The novel antiplatelet drug ticagrelor (Brilinta) has failed to win FDA approval, at least for now, its manufacturer said.
AstraZeneca announced late Thursday that it had received a complete response letter from the FDA, requesting additional analyses of data from the product's pivotal clinical trial, called PLATO.
But the agency did not indicate that entirely new trials would have to be conducted, AstraZeneca said in a statement.
"The company remains confident in the NDA [new drug application] submission for ticagrelor and in its ability to respond to the agency's questions," according to the statement.
The denial was unexpected, given the favorable review in July by the FDA's advisory committee on cardiovascular drugs.
The panel voted 7-1 to recommend approval for reducing thrombotic events in patients with acute coronary syndrome (ACS) conditions including unstable angina, non-ST segment elevation myocardial infarction (NSTEMI), and ST segment elevation myocardial infarction (STEMI) who are going to be treated with PCI.

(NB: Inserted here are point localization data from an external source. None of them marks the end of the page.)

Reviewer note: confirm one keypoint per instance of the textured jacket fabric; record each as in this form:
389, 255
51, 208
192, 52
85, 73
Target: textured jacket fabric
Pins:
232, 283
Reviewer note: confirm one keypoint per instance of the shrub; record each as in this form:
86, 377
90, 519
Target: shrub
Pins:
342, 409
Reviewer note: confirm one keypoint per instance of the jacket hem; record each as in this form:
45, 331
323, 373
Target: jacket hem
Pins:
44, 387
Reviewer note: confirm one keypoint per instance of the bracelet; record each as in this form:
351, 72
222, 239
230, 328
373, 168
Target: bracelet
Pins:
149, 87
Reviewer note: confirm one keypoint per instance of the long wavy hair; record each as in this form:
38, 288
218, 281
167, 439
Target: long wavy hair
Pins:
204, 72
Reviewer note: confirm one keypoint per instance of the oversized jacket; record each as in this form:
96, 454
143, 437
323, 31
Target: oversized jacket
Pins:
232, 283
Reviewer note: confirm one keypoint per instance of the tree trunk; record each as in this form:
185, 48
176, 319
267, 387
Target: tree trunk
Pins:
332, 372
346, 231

By the same margin, the panel also backed ticagrelor for ACS patients slated for medical therapy instead of PCI.
Key to the committee vote and the ultimate approval was the PLATO trial, reported in 2009, pitting ticagrelor head-to-head against clopidogrel (Plavix) in more than 18,000 patients.

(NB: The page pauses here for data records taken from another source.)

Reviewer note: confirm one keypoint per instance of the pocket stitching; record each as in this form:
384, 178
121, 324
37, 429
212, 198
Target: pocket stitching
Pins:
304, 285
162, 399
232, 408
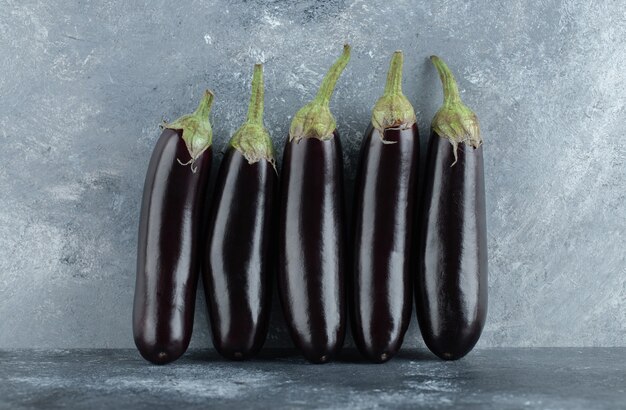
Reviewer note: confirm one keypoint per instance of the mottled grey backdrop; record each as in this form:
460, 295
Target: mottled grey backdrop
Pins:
83, 86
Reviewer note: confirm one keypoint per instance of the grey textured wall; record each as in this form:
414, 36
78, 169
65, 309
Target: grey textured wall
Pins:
83, 86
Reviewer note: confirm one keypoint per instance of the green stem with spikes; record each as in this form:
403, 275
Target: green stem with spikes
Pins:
454, 120
393, 109
252, 139
315, 120
196, 128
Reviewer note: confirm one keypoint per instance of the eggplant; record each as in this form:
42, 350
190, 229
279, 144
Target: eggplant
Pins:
237, 263
312, 229
169, 234
384, 208
451, 285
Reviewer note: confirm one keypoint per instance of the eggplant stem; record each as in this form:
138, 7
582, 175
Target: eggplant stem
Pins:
332, 76
255, 109
393, 86
252, 139
450, 88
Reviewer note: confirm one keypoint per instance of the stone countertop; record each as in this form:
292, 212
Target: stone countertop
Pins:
555, 378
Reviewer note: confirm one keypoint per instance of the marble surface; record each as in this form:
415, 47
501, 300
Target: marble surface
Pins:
561, 378
84, 86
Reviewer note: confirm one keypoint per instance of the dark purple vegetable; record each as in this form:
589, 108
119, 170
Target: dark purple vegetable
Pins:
312, 254
386, 186
451, 288
237, 277
169, 235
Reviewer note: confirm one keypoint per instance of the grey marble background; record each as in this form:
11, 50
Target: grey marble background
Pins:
83, 86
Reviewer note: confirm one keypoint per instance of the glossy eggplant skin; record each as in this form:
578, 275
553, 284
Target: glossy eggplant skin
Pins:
384, 208
169, 235
451, 286
312, 254
238, 261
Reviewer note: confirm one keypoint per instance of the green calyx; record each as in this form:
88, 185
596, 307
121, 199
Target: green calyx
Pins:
315, 120
393, 110
454, 120
196, 127
252, 139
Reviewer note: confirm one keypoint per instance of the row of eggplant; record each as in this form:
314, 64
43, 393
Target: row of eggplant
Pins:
435, 249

The international trial found a lower risk of major cardiovascular events in patients taking ticagrelor. Some 9.8% of ticagrelor patients had one or more of these events (cardiovascular death, stroke, or myocardial infarction) versus 11.7% of those taking clopidogrel.
But there had been questions about how to interpret this result, since no benefit was seen among the 1,400 U.S. patients included in PLATO.
In fact, U.S. participants taking ticagrelor were 27% more likely to suffer one of the endpoint events, though the difference fell short of statistical significance (hazard ratio 1.27, 95% CI 0.92 to 1.75).
Bleeding events were also more common with ticagrelor across the entire PLATO sample. Some 14.5% of patients in the ticagrelor group experienced bleeding, compared with 13.2% in the clopidogrel group (P=0.0083). However, life-threatening and fatal bleeds were not significantly increased in the ticagrelor group.
But FDA staff told members of the advisory committee that most major bleeds occurred in patients undergoing CABG procedures. Stopping the drug at least five days before such surgery would largely eliminate the risk, they said.
AstraZeneca's statement did not indicate what specific issues the FDA wanted it to address in the new PLATO analyses.
The agency was originally supposed to render a decision on ticagrelor by Sept. 16, but delayed its ruling for three months.